Dreifuss Ruth · Bundesrat · 2000-09-18
Dreifuss Ruth · Bundesrat · Genf · 2000-09-18
Wortprotokoll
Pour vous faire gagner un peu de temps, et puisque la réponse que nous avons donnée le 16 février 2000 donne toutes les informations actualisées à cette date, je me contenterai de mettre le Conseil au courant des derniers développements. Vous vous rappelez que, dans cette réponse, on disait qu'une enquête administrative serait faite sur l'engagement, pendant une période très longue, de temporaires, c'est-à-dire de l'abus, à mon avis, d'un statut. Ce rapport est terminé. Il a été transmis aux parties intéressées. Je vous rappelle que ce rapport avait été demandé par le Conseil des écoles polytechniques fédérales (CEPF) qui, dans ce domaine, a joué le rôle de contrôle et d'instance supérieure qu'il doit jouer. Les différentes parties intéressées avaient la possibilité de faire parvenir au CEPF leur avis sur le rapport et les propositions qu'il contient. C'est lors de la séance des 20 et 21 septembre 2000 que le CEPF prendra les décisions opportunes.
Deuxièmement, l'enquête n'a constaté aucun enrichissement ni aucune intention d'enrichissement de la part de ceux qui ont pris des décisions. Pour répondre à votre question sur l'état actuel, il n'y a pas de responsables, il y a eu utilisation abusive ou extensive d'une possibilité, mais qui ne correspond ni à votre vision des relations de confiance entre un employeur public et des salariés, ni à la mienne, ni à celle du CEPF. Donc, nous ne pensons pas qu'il y ait une responsabilité dans ce sens-là. Nous n'avons pas non plus pu constater une dilapidation de ressources, et les reproches exprimés dans ce sens-là ne peuvent être corroborés. Ils se fondent sans doute sur des estimations incorrectes. Mais surtout, les questions qui vous intéressent le plus: le CEPF a ordonné la modification des relations de travail existantes des personnes concernées, en les engageant au sein de la Confédération.

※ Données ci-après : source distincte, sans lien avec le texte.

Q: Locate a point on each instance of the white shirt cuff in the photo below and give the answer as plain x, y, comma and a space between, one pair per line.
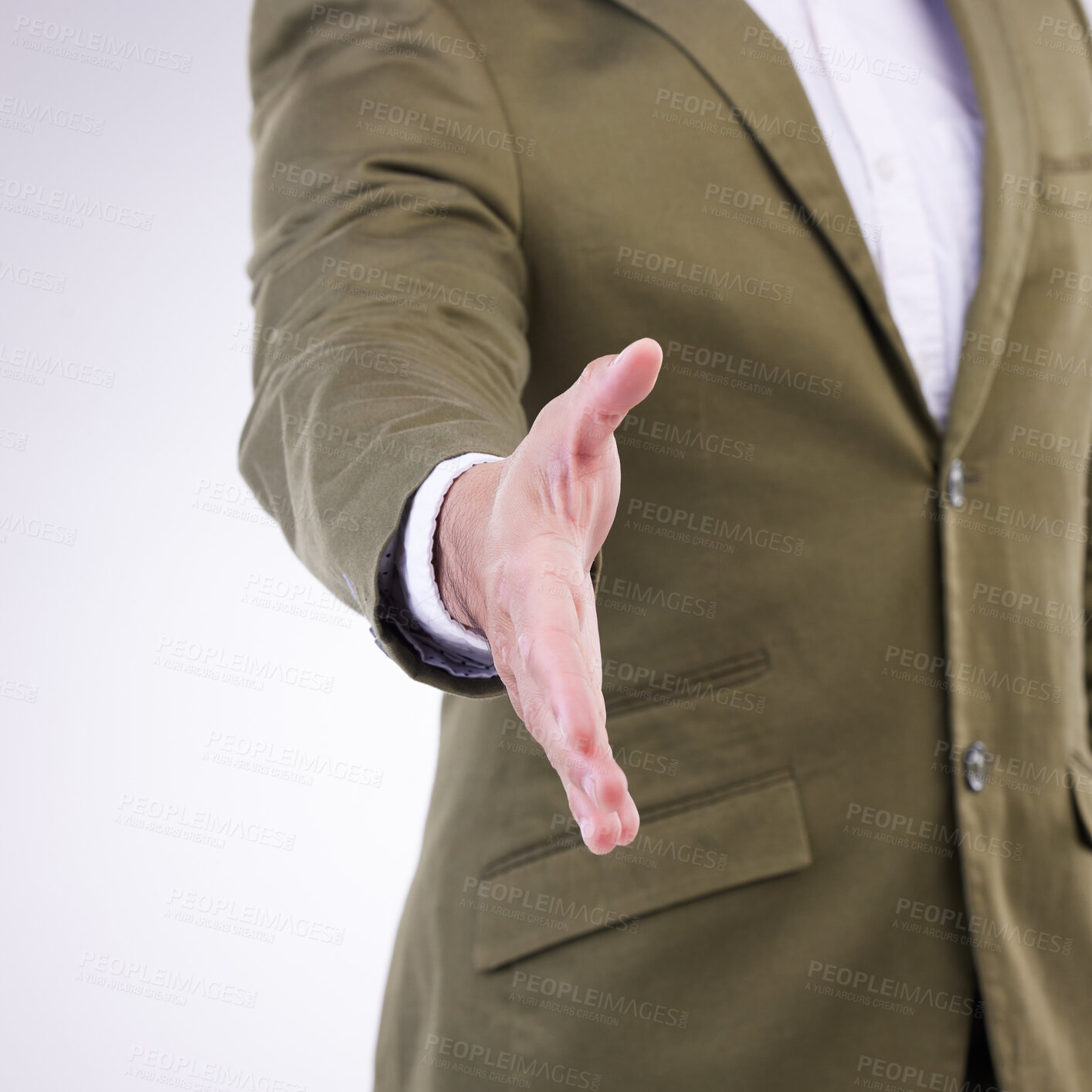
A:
415, 566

Le 26 juin 2000, les négociations de l'Ecole polytechnique fédérale de Lausanne (EPFL) avec les partenaires sociaux ont abouti à un accord qui entrera en vigueur le 1er octobre de l'an 2000. Il n'est pas encore possible de se prononcer définitivement sur les répercussions financières de la régularisation des rapports de travail, et c'est de cela qu'il s'agit, donc de l'intégration dans le personnel de la Confédération avec effet rétroactif, y compris l'affiliation au sein de la Caisse fédérale de pensions et l'adaptation des salaires. Un premier bilan provisoire relève des coûts encourus par l'EPFL, et là, le plus gros poste semble être celui des rachats d'années d'assurance à 1,9 million de francs. L'EPFL rendra un rapport définitif au Conseil des écoles polytechniques fédérales en janvier 2001 sur cette opération d'intégration. Vous voyez que ce qui, effectivement, avait été, je pense, au départ une mauvaise habitude ou la façon de répondre à un besoin de personnel à court terme qui avait fini par s'enkyster comme une forme de relations de travail indignes du service public, est corrigé grâce à la défense qui a été prise de ces travailleurs.